False recursive reference

Anyone know how I can get past this false positive claiming I'm recursively referencing process.env in its base type? Since the value is just being used to compute the base type, not in the actual base type, this should be okay.
import { type } from "arktype";

const env = type({
...(process.env.NODE_ENV === "production" && {
DATABASE_URL: 'string'
}),
});

export const assertEnv = () => env.assert(process.env);

type Env = typeof env.infer;
declare global {
namespace NodeJS {
interface ProcessEnv extends Env {}
}
}
import { type } from "arktype";

const env = type({
...(process.env.NODE_ENV === "production" && {
DATABASE_URL: 'string'
}),
});

export const assertEnv = () => env.assert(process.env);

type Env = typeof env.infer;
declare global {
namespace NodeJS {
interface ProcessEnv extends Env {}
}
}
1 Reply
ssalbdivad
ssalbdivad12mo ago
TS struggles with this a bit since it's trying to use the inferred type for the process.env.NODE_ENV check.
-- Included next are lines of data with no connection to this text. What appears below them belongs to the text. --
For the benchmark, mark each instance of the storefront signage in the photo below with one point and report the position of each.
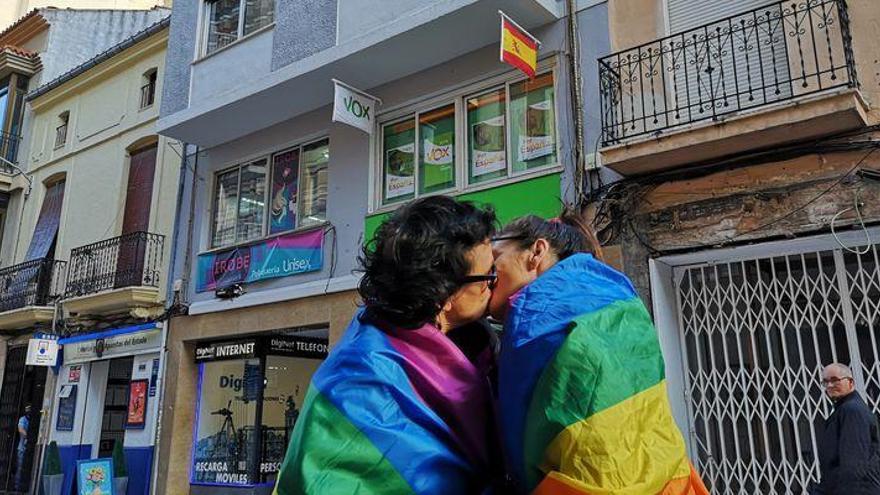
(281, 256)
(74, 373)
(42, 352)
(154, 376)
(353, 107)
(305, 347)
(226, 350)
(112, 346)
(66, 408)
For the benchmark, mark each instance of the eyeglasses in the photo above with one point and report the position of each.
(834, 380)
(516, 237)
(491, 278)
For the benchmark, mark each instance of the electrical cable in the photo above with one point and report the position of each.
(861, 221)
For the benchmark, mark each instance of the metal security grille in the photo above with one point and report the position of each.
(755, 334)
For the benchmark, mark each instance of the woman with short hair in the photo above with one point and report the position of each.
(403, 404)
(582, 394)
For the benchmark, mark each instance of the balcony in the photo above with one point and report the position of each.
(780, 73)
(27, 292)
(431, 34)
(114, 275)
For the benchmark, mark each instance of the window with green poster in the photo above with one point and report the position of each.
(487, 150)
(398, 146)
(502, 130)
(437, 151)
(533, 123)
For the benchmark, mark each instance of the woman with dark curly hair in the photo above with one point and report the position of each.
(581, 391)
(403, 402)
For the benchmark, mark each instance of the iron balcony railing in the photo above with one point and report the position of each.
(32, 283)
(782, 51)
(148, 94)
(130, 260)
(8, 150)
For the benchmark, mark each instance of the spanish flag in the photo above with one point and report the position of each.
(518, 47)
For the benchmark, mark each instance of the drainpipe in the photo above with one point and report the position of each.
(574, 54)
(171, 301)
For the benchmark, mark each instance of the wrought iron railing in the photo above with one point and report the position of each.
(8, 150)
(782, 51)
(32, 283)
(130, 260)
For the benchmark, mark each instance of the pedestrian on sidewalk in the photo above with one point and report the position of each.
(849, 442)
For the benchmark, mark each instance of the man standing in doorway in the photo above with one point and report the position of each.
(23, 425)
(849, 445)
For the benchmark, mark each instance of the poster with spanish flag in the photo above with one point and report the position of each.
(518, 47)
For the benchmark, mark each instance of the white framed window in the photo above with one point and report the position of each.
(229, 20)
(271, 194)
(481, 135)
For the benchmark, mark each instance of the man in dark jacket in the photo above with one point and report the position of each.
(849, 445)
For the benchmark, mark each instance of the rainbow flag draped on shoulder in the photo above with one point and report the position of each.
(582, 390)
(391, 412)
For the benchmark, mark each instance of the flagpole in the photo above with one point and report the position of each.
(505, 16)
(358, 91)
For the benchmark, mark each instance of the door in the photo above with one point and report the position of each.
(136, 219)
(755, 334)
(22, 385)
(115, 405)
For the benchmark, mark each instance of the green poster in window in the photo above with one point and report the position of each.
(533, 122)
(437, 153)
(487, 146)
(399, 181)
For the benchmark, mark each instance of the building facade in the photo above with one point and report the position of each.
(93, 193)
(278, 201)
(746, 134)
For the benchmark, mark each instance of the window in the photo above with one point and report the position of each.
(225, 22)
(508, 129)
(61, 129)
(148, 89)
(249, 400)
(246, 208)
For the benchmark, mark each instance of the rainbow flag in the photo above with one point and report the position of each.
(582, 390)
(391, 412)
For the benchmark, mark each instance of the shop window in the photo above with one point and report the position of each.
(245, 209)
(226, 24)
(246, 387)
(224, 449)
(508, 130)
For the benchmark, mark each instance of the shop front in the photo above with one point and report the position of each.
(106, 392)
(250, 392)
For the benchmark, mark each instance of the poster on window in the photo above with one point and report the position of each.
(137, 404)
(282, 256)
(538, 139)
(285, 168)
(487, 146)
(400, 177)
(223, 451)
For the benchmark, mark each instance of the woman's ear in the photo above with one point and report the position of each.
(540, 250)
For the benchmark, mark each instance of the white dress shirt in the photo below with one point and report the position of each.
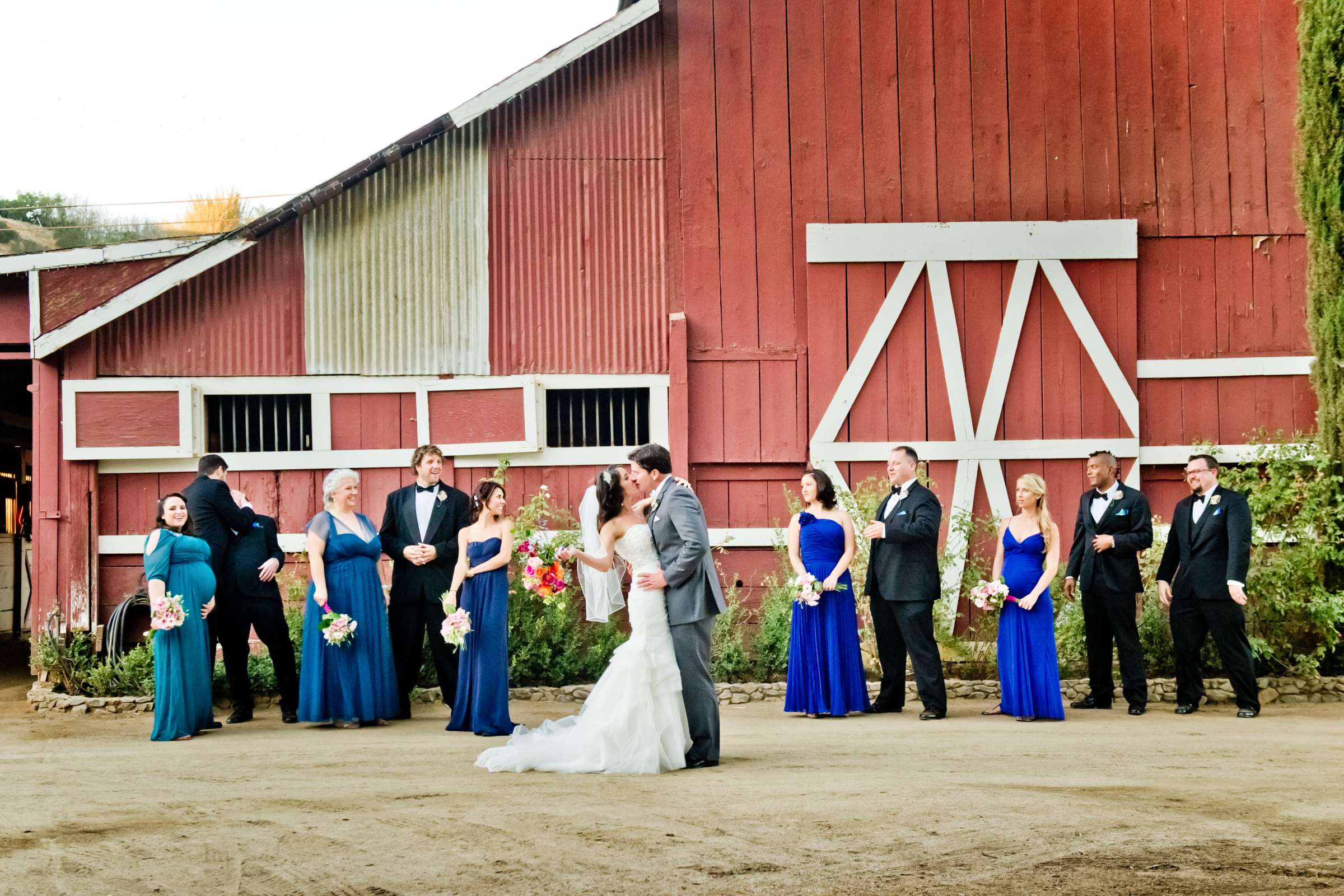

You can work around this by casting process.env on that line:
const env = type({
...((process.env as any).NODE_ENV === "production" && {
DATABASE_URL: "string"
})
})
const env = type({
...((process.env as any).NODE_ENV === "production" && {
DATABASE_URL: "string"
})
})
If you don't want to use any you can use Record<string, string | undefined> or create a RawProcessEnv type, but it's pretty harmless in a case like this where it's can't propagate outside that single statement.